1 Reply Latest reply on Dec 20, 2007 10:02 PM by manik

    Replication exception when node lost

    fredrikj

      Hi.
      We are currently running a setup with jboss cache 2.1.0 CR2 and JGroups 2.6.1.

      When disconnecting one node from a cluster of two nodes, the first node will often catch exception below.

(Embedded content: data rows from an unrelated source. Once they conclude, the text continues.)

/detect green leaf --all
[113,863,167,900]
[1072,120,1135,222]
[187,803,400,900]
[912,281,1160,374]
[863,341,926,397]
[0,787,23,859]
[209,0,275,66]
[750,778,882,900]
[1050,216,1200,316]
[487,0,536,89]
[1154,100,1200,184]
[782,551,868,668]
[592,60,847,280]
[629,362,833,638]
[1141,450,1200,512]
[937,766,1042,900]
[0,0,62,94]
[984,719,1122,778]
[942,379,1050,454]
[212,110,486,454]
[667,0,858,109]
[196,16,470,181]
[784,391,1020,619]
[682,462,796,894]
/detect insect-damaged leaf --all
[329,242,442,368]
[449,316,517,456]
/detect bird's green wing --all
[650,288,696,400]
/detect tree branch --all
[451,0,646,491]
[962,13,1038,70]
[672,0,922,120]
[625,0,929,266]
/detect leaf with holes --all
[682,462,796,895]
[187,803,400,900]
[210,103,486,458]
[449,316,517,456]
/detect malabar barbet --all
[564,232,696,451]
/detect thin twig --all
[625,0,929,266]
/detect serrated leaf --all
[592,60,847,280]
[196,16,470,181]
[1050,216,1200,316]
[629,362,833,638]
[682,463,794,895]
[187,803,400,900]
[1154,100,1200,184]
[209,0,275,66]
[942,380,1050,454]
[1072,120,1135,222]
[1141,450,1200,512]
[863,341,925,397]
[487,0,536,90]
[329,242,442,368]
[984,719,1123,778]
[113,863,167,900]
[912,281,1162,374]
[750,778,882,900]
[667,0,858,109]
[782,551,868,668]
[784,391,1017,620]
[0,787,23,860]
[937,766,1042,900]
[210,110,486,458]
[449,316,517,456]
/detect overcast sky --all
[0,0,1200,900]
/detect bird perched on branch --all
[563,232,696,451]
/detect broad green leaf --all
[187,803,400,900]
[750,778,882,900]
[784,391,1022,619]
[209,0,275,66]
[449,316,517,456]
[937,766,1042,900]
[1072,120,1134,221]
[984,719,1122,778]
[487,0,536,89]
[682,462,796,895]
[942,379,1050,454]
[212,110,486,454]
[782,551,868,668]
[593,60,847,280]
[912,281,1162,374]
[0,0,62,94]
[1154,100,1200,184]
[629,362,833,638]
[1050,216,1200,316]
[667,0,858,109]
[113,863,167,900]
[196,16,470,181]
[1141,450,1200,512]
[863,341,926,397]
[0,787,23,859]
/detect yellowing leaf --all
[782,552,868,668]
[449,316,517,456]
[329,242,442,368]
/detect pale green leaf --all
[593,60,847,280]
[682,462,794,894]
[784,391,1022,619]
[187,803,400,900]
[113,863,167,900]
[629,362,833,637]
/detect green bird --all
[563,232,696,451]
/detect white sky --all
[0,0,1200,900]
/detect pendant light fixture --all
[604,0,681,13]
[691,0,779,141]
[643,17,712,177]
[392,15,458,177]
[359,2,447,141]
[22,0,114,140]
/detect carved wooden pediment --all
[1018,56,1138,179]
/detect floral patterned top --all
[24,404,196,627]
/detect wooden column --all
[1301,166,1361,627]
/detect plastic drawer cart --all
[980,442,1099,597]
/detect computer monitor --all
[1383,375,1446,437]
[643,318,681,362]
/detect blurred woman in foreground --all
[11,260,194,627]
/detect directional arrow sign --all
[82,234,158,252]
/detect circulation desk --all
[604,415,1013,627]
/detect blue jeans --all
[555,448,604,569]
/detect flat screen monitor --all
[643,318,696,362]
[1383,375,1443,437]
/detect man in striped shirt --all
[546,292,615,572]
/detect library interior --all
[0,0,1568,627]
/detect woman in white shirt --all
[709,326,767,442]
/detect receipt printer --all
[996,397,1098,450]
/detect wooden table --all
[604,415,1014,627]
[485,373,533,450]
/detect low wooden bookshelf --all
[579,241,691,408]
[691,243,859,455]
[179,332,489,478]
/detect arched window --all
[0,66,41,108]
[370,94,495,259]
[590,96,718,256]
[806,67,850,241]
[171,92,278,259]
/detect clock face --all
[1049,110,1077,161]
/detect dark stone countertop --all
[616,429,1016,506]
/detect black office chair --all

      Replication exception : org.jboss.cache.ReplicationException: rsp=sender=192.168.1.112:32904, retval=null, received=false, suspected=true
      org.jboss.cache.ReplicationException: rsp=sender=192.168.1.112:32904, retval=null, received=false, suspected=true
      View changed: [192.168.1.135:50649|4] [192.168.1.135:50649]
       at org.jboss.cache.CacheImpl.callRemoteMethods(CacheImpl.java:2060)
       at org.jboss.cache.CacheImpl.callRemoteMethods(CacheImpl.java:1952)
       at org.jboss.cache.CacheImpl.callRemoteMethods(CacheImpl.java:1945)
       at org.jboss.cache.CacheImpl.callRemoteMethods(CacheImpl.java:2091)
       at org.jboss.cache.RPCManagerImpl.callRemoteMethods(RPCManagerImpl.java:70)
       at org.jboss.cache.interceptors.BaseRpcInterceptor.replicateCall(BaseRpcInterceptor.java:106)
       at org.jboss.cache.interceptors.BaseRpcInterceptor.replicateCall(BaseRpcInterceptor.java:69)
       at org.jboss.cache.interceptors.ReplicationInterceptor.handleReplicatedMethod(ReplicationInterceptor.java:118)
       at org.jboss.cache.interceptors.ReplicationInterceptor.invoke(ReplicationInterceptor.java:90)
       at org.jboss.cache.interceptors.Interceptor.invoke(Interceptor.java:77)
       at org.jboss.cache.interceptors.NotificationInterceptor.invoke(NotificationInterceptor.java:32)
       at org.jboss.cache.interceptors.Interceptor.invoke(Interceptor.java:77)
       at org.jboss.cache.interceptors.TxInterceptor.handleNonTxMethod(TxInterceptor.java:298)
       at org.jboss.cache.interceptors.TxInterceptor.invoke(TxInterceptor.java:130)
       at org.jboss.cache.interceptors.Interceptor.invoke(Interceptor.java:77)
       at org.jboss.cache.interceptors.CacheMgmtInterceptor.invoke(CacheMgmtInterceptor.java:107)
       at org.jboss.cache.interceptors.Interceptor.invoke(Interceptor.java:77)
       at org.jboss.cache.interceptors.InvocationContextInterceptor.invoke(InvocationContextInterceptor.java:62)
       at org.jboss.cache.CacheImpl.invokeMethod(CacheImpl.java:4004)
       at org.jboss.cache.CacheImpl.put(CacheImpl.java:1483)
       at org.jboss.cache.CacheImpl.put(CacheImpl.java:1468)
       at org.jboss.cache.UnversionedNode.addChild(UnversionedNode.java:353)
       at CacheTest$Producer.run(CacheTest.java:129)
       at java.util.concurrent.Executors$RunnableAdapter.call(Executors.java:417)
       at java.util.concurrent.FutureTask$Sync.innerRun(FutureTask.java:269)
       at java.util.concurrent.FutureTask.run(FutureTask.java:123)
       at java.util.concurrent.ThreadPoolExecutor$Worker.runTask(ThreadPoolExecutor.java:650)
       at java.util.concurrent.ThreadPoolExecutor$Worker.run(ThreadPoolExecutor.java:675)
       at java.lang.Thread.run(Thread.java:595)
      Caused by: org.jboss.cache.SuspectException: Suspected member: 192.168.1.112:32904
       at org.jboss.cache.CacheImpl.callRemoteMethods(CacheImpl.java:2054)
       ... 28 more
      


      It looks like the cache is throwing an exception since the recipient is no longer with us (well, suspected at least).

      1. Is this new behavior in 2.1? I can't remember having to catch these exceptions before when a member left the cluster.

      2. What happens if the groups is 10 nodes and one member leaves? Will the replication be discarded, replicated to all but the suspected member or is it inconclusive? I tried to find some documentation regarding this but could not find any.